Regarding the open sharing of scientific intelligent agents and tools, while it may seem like a technical issue on the surface, at a deeper level, it is a lack of motivation to connect. Why would an organization open its data and platform? If this question lacks a systematic answer, “open sharing” will remain at the level of advocacy.

To break this deadlock, it is suggested to approach it from three aspects: first, vigorously promote industrial digitalization, allowing genuine industry needs to guide scientific research directions.
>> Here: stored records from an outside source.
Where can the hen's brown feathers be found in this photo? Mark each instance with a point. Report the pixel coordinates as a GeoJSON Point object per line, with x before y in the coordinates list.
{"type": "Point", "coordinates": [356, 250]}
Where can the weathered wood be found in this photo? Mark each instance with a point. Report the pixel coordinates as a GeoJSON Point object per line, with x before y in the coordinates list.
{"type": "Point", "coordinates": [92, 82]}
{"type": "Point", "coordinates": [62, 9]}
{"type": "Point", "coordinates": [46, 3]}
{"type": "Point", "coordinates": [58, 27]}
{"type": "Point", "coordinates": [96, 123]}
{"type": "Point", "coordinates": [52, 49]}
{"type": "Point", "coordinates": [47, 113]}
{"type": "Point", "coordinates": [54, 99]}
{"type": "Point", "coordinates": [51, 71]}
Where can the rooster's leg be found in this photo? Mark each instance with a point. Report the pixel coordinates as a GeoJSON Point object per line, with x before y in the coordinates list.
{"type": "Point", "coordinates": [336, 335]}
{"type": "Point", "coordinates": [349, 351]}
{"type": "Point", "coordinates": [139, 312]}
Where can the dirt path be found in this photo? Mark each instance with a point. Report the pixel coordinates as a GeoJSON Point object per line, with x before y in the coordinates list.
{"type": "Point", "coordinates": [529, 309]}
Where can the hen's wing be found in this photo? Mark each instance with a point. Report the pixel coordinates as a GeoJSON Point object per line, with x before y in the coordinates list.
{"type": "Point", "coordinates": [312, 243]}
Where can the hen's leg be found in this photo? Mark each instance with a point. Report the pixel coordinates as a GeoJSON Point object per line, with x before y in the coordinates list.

Research should not remain in a “research first, then transform” model; industry feedback should enter the research cycle to fill the “last mile.” Second, establish incentive mechanisms for open sharing, making sharing a recognized research contribution, such as being a condition for project initiation and completion, and creating a citation metric system similar to that of papers. Third, public powers should take the lead in building the underlying infrastructure for interdisciplinary collaboration. Users of scientific intelligent agents and tools are highly specialized and dispersed across various disciplines. Due to insufficient market size, national strategic investment may be considered first, gradually introducing market mechanisms.

In summary, breaking through data and intelligent agent interfaces is a surface issue; reconstructing incentive mechanisms is a mid-level issue; and fundamentally, research must face national needs and genuine industry problems.